Nationality: Chinese American
Occupation: part time tutor
Residence: Hong Kong
Date of Performance/Collection: April 23
Primary Language: English
This is a transcription of an interview with a friend from high school, identified as A. In this piece, I am identified as IC.
A: There’s this tradition called 打小人 (da siu yan), which means like to hit villains or hitting villains. The basic idea is that you hit a symbolic piece of paper or item, usually paper, while chanting in order to curse someone or something.
IC: So, it’s kind of like voodoo?
A: Kind of, I mean it’s not like a precise comparison, but you could say that it’s similar concept. So, you can target a person, spirits or just overall life to get it to do what you want to do. Like, you can try to hit away bad luck. Say you have an exam coming up and you don’t want to do badly, then you can ask someone to help you hit whatever might get in the way of you achieving your goal. It’s not a very big tradition in China; I’ve only really heard it in context of Hong Kong and maybe Guangzhou.
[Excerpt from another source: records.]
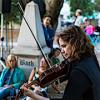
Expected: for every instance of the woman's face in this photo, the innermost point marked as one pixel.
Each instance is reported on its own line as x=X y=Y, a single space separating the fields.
x=66 y=49
x=11 y=62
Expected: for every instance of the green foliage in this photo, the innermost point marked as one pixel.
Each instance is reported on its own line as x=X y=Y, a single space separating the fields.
x=97 y=5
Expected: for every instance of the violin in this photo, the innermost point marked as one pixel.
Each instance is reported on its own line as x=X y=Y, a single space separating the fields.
x=48 y=76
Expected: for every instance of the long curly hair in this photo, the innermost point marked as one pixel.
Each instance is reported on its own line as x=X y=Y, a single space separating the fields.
x=79 y=42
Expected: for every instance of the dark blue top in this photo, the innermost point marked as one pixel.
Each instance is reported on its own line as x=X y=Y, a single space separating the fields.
x=49 y=36
x=83 y=81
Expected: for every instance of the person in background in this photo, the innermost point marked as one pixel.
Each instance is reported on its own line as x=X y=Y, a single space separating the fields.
x=12 y=77
x=48 y=30
x=79 y=18
x=82 y=68
x=34 y=75
x=90 y=28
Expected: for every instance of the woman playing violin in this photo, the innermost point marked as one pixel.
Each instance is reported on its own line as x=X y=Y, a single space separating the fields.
x=83 y=75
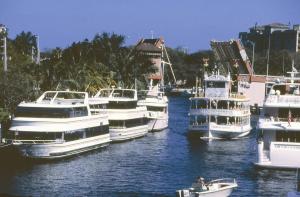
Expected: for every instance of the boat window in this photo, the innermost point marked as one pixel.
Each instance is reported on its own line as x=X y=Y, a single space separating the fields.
x=201 y=104
x=223 y=104
x=43 y=112
x=122 y=104
x=49 y=96
x=95 y=131
x=38 y=135
x=98 y=109
x=123 y=93
x=105 y=93
x=127 y=123
x=74 y=135
x=159 y=109
x=215 y=84
x=135 y=122
x=287 y=136
x=116 y=123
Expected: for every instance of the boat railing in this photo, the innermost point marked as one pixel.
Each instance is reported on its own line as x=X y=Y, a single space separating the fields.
x=237 y=96
x=283 y=99
x=36 y=141
x=224 y=111
x=223 y=180
x=280 y=119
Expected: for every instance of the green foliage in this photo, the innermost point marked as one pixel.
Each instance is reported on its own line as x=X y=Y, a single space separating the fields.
x=4 y=115
x=83 y=66
x=188 y=66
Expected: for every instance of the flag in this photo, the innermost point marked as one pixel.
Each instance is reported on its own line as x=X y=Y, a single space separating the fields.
x=289 y=117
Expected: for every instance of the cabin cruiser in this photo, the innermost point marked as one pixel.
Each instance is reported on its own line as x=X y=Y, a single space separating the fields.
x=214 y=188
x=127 y=120
x=157 y=109
x=60 y=124
x=218 y=112
x=296 y=193
x=278 y=143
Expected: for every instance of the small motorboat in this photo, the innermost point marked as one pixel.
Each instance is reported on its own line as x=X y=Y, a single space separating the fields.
x=218 y=187
x=296 y=193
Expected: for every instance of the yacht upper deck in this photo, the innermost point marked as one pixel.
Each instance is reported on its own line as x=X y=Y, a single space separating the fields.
x=117 y=94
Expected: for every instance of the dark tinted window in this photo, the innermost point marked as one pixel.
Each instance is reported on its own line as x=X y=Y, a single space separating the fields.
x=37 y=135
x=215 y=84
x=122 y=104
x=151 y=108
x=40 y=112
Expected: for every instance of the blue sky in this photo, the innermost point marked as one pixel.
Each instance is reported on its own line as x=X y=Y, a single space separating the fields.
x=190 y=23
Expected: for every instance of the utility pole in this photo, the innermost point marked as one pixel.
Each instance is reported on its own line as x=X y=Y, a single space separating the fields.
x=5 y=54
x=268 y=55
x=38 y=49
x=3 y=32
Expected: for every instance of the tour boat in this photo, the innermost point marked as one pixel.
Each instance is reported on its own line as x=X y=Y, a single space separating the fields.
x=127 y=120
x=278 y=143
x=296 y=193
x=214 y=188
x=60 y=124
x=218 y=112
x=157 y=109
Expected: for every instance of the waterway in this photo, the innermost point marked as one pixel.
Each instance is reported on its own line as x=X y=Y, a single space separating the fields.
x=155 y=165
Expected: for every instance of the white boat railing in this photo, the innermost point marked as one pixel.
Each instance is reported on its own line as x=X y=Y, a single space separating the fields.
x=290 y=99
x=226 y=112
x=277 y=119
x=223 y=180
x=37 y=141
IC: Okay, what’s the process like?
A: I’ve never seen it in person but apparently, it’s best for it to be done in like shadowy areas. So, what you do is go up to these women who are in specific shadowy location and say what you want to curse. From what I understand each woman who does the hitting has a specific god or deity that they like to… I guess evoke when they are doing the chanting. The chanting for this is very nonsense, like I watched a video once and it was strange because no one ever talks that way. But I saw another video of another woman who said I guess, scripted prayers. It was like prayers towards a specific God or whatever.
IC: So, it’s just prayers asking a god to help?
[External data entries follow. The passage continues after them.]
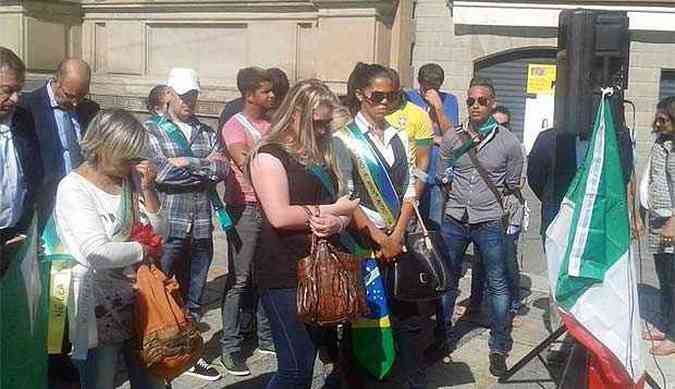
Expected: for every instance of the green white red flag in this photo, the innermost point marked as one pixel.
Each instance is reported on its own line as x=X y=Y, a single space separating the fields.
x=591 y=271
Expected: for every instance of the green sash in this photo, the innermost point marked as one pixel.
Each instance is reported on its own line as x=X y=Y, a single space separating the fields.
x=372 y=337
x=484 y=131
x=60 y=264
x=23 y=317
x=178 y=137
x=373 y=174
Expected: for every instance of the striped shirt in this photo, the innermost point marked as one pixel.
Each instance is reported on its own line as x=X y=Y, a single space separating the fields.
x=183 y=191
x=661 y=190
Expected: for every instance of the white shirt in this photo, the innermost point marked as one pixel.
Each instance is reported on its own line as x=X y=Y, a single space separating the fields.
x=86 y=223
x=13 y=190
x=385 y=148
x=68 y=125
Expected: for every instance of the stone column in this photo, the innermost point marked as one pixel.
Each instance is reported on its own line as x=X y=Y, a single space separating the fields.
x=42 y=33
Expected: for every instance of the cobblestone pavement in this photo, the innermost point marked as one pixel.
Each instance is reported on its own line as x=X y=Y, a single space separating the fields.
x=469 y=368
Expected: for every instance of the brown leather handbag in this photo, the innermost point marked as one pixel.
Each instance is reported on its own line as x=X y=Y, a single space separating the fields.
x=169 y=342
x=330 y=286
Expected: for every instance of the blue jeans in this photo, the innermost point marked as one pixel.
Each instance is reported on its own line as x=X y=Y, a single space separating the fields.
x=100 y=368
x=189 y=259
x=513 y=268
x=665 y=271
x=489 y=238
x=295 y=342
x=238 y=285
A: Yeah, for example you ask about protection from bad spirits or another god about someone who’s cheating on you and wait until the woman is done hitting villains. I’m not sure how long it takes precisely.
IC: Are these deities ones that actually exist in like Chinese culture or is it just kind of made up?
A: They actually exist, like there are gods for specific things. There are so many deities in China.
My informant is 23 years old and she is my friend from high school, which was in Hong Kong. She went to New York for college and graduated last year. She is currently working in Hong Kong.
My informant was describing a common tradition in Hong Kong that she has never seen before but know about from her previous internship for a newspaper. She mentioned this when I asked about any traditions or activities that she knew about.
I remember seeing some women with incense and hitting pieces of paper when I grew up in Hong Kong, but I didn’t think much about it because I wasn’t familiar with the tradition. After hearing my informant describe what it was, I pieced the two together. I think this is a very odd tradition, and I’m not sure if it works but I guess there are some people who believe in this and it’s why they participate.